In particular, suppose two players play the following game an infinite number of times.

$$\begin{array}{l*{2}{c}r} & A & B \\ \hline A & 1,1 & 0,0 \\ B & 0,0 & 0,0 \end{array}$$

In the one shot game, it is clear that playing $A$ weakly dominates the action $B$.

However, what if we consider a bizarre kind of grim trigger:

  1. In the first period, a player plays $B$.
  2. If the other played $A$ in the first period, play $B$ forever.
  3. Otherwise, play $A$ forever.

For a patient enough player, it is weakly best to respond to this strategy with the same one.

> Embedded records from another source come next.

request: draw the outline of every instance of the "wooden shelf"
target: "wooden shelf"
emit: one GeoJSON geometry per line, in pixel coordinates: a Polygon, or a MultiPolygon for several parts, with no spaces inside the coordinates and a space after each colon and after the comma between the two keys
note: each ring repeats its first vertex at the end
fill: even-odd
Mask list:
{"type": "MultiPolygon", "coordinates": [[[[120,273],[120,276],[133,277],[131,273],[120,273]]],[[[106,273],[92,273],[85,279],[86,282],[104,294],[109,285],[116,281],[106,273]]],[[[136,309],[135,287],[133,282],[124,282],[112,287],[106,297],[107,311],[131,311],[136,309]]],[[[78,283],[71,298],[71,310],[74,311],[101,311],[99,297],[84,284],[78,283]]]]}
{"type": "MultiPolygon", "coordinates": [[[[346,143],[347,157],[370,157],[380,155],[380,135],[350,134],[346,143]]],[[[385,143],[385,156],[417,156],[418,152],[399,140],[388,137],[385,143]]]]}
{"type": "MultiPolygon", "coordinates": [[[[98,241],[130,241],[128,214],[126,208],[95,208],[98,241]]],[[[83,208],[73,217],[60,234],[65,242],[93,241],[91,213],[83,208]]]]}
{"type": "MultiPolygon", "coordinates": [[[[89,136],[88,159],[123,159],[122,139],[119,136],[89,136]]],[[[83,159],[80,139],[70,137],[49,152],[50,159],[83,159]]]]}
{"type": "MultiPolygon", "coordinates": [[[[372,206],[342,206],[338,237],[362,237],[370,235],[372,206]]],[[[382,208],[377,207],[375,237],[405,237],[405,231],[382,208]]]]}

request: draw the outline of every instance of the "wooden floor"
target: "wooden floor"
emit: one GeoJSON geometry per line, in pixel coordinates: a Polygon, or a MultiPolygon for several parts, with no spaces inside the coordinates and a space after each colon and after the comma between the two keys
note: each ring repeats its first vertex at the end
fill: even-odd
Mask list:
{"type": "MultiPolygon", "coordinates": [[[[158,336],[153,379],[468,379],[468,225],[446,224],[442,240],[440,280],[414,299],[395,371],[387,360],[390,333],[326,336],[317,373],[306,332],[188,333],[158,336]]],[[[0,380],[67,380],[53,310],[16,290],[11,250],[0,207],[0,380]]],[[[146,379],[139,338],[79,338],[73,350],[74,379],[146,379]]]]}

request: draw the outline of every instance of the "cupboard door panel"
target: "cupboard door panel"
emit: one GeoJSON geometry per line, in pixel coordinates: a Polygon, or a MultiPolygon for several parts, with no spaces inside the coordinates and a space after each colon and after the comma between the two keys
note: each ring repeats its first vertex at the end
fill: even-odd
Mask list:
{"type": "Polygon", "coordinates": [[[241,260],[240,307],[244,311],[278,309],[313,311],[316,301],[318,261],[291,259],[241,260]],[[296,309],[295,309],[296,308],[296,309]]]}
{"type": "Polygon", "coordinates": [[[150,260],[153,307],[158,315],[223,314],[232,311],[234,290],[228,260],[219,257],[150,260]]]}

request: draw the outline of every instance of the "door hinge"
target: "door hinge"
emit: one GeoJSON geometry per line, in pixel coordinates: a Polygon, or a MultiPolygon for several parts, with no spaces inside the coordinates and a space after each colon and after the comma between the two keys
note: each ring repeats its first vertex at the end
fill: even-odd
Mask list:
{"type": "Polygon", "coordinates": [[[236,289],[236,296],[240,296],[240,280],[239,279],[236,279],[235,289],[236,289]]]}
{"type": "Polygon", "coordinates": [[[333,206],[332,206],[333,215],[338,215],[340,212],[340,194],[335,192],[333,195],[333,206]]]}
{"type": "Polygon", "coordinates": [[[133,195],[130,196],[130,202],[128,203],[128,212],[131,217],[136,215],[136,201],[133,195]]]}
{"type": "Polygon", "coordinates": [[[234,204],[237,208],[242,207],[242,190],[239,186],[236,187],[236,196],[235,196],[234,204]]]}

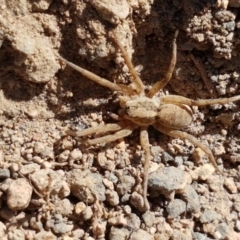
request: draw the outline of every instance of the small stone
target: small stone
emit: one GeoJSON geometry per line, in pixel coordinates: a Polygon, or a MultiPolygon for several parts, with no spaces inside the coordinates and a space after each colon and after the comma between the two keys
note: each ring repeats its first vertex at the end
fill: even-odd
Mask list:
{"type": "Polygon", "coordinates": [[[110,226],[127,226],[127,219],[123,214],[120,214],[116,217],[111,217],[108,219],[108,224],[110,226]]]}
{"type": "Polygon", "coordinates": [[[119,204],[119,196],[116,191],[107,190],[106,191],[107,201],[111,206],[117,206],[119,204]]]}
{"type": "Polygon", "coordinates": [[[200,222],[201,223],[210,223],[213,222],[214,220],[219,220],[220,215],[215,212],[214,210],[205,210],[203,214],[200,217],[200,222]]]}
{"type": "Polygon", "coordinates": [[[25,240],[25,233],[22,229],[11,229],[8,232],[8,240],[25,240]]]}
{"type": "Polygon", "coordinates": [[[126,240],[129,239],[130,232],[126,228],[111,227],[109,239],[111,240],[126,240]]]}
{"type": "Polygon", "coordinates": [[[92,216],[93,216],[93,211],[92,211],[92,208],[90,206],[86,207],[82,211],[82,218],[83,218],[83,220],[87,221],[87,220],[91,219],[92,216]]]}
{"type": "Polygon", "coordinates": [[[5,179],[10,177],[9,169],[0,169],[0,179],[5,179]]]}
{"type": "Polygon", "coordinates": [[[71,192],[79,200],[92,204],[96,200],[105,201],[105,186],[99,173],[92,173],[89,169],[74,169],[69,172],[67,182],[70,184],[71,192]]]}
{"type": "Polygon", "coordinates": [[[186,212],[186,208],[187,208],[186,203],[181,199],[172,200],[166,208],[168,218],[177,218],[182,213],[186,212]]]}
{"type": "Polygon", "coordinates": [[[181,196],[187,202],[187,211],[191,213],[198,213],[200,211],[201,204],[198,194],[191,185],[187,185],[181,191],[181,196]]]}
{"type": "Polygon", "coordinates": [[[70,154],[69,150],[64,150],[62,153],[59,154],[58,161],[60,163],[66,162],[68,160],[69,154],[70,154]]]}
{"type": "Polygon", "coordinates": [[[66,224],[64,222],[56,223],[53,227],[53,231],[56,234],[66,234],[67,232],[72,231],[73,224],[66,224]]]}
{"type": "Polygon", "coordinates": [[[129,238],[129,240],[139,240],[139,239],[154,240],[154,236],[142,229],[138,229],[136,232],[133,232],[129,238]]]}
{"type": "Polygon", "coordinates": [[[70,216],[73,213],[73,205],[70,200],[65,198],[55,203],[55,212],[62,214],[63,216],[70,216]]]}
{"type": "Polygon", "coordinates": [[[84,202],[78,202],[76,205],[75,205],[75,213],[76,214],[80,214],[83,210],[86,209],[86,204],[84,202]]]}
{"type": "Polygon", "coordinates": [[[69,158],[70,160],[78,161],[82,158],[82,152],[78,148],[75,148],[70,152],[69,158]]]}
{"type": "Polygon", "coordinates": [[[31,182],[41,194],[58,194],[62,188],[61,176],[52,169],[40,169],[30,175],[31,182]]]}
{"type": "Polygon", "coordinates": [[[216,227],[216,232],[220,233],[221,239],[224,239],[227,236],[229,230],[230,228],[225,222],[218,224],[216,227]]]}
{"type": "Polygon", "coordinates": [[[140,228],[141,221],[135,213],[129,214],[126,219],[128,229],[131,229],[131,231],[136,231],[140,228]]]}
{"type": "Polygon", "coordinates": [[[6,230],[7,228],[5,224],[2,221],[0,221],[0,238],[2,238],[6,234],[6,230]]]}
{"type": "Polygon", "coordinates": [[[231,193],[237,193],[237,187],[233,178],[226,178],[224,180],[224,185],[231,193]]]}
{"type": "Polygon", "coordinates": [[[0,211],[0,216],[7,221],[12,221],[15,217],[14,211],[9,209],[7,206],[3,207],[0,211]]]}
{"type": "Polygon", "coordinates": [[[174,159],[174,163],[176,166],[181,166],[183,164],[183,157],[182,156],[176,156],[174,159]]]}
{"type": "Polygon", "coordinates": [[[81,239],[84,235],[84,230],[83,229],[76,229],[72,231],[72,236],[73,239],[81,239]]]}
{"type": "Polygon", "coordinates": [[[21,168],[20,168],[20,173],[25,176],[27,174],[36,172],[38,170],[40,170],[39,164],[30,163],[30,164],[27,164],[27,165],[22,165],[21,168]]]}
{"type": "Polygon", "coordinates": [[[236,221],[235,227],[236,227],[236,230],[240,232],[240,220],[236,221]]]}
{"type": "Polygon", "coordinates": [[[35,154],[41,154],[44,149],[45,149],[46,145],[42,142],[35,142],[34,147],[33,147],[33,152],[35,154]]]}
{"type": "Polygon", "coordinates": [[[176,167],[159,168],[149,174],[148,187],[165,195],[183,189],[185,185],[185,172],[176,167]]]}
{"type": "Polygon", "coordinates": [[[135,184],[135,179],[132,176],[123,175],[119,178],[119,184],[117,185],[117,192],[120,195],[124,195],[131,191],[132,187],[135,184]]]}
{"type": "Polygon", "coordinates": [[[147,227],[153,226],[153,224],[156,220],[155,214],[153,212],[145,212],[142,215],[142,218],[147,227]]]}
{"type": "Polygon", "coordinates": [[[105,20],[113,24],[124,20],[130,12],[126,0],[91,0],[90,3],[105,20]]]}
{"type": "Polygon", "coordinates": [[[162,153],[162,159],[165,163],[174,161],[174,158],[167,152],[162,153]]]}
{"type": "Polygon", "coordinates": [[[137,208],[139,211],[144,211],[144,199],[141,194],[134,191],[130,198],[130,203],[137,208]]]}
{"type": "Polygon", "coordinates": [[[50,231],[42,230],[34,236],[34,240],[57,240],[57,237],[50,231]]]}
{"type": "Polygon", "coordinates": [[[209,240],[206,235],[199,232],[193,232],[193,237],[194,240],[209,240]]]}
{"type": "Polygon", "coordinates": [[[7,205],[12,210],[28,207],[32,196],[32,186],[24,179],[13,180],[7,190],[7,205]]]}
{"type": "Polygon", "coordinates": [[[213,175],[214,172],[215,168],[212,164],[204,164],[203,166],[193,170],[191,175],[194,180],[200,179],[206,181],[213,175]]]}
{"type": "Polygon", "coordinates": [[[106,221],[94,221],[92,224],[92,232],[94,236],[105,236],[106,226],[106,221]]]}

Any strategy that begins with $B$ and then $A$ afterwards is a best response (the off-path details can be different, so that a best response may not stipulate $B$ forever if the other chooses $A$ at the beginning).

The pareto efficient equilibria involve always playing $A$ on the equilibrium path, and it's tempting to say that playing $A$ no matter what should be weakly dominant, but that doesn't seem to be the case. Has much been written on this kind of thing? What kind of ideas exist to rule out the kind of strategy described above?

Is the strategy in question itself weakly dominated? I would guess that we could concoct an equally sinister trigger strategy $s'$ so that the strategy in question is not dominated by any other $s''$.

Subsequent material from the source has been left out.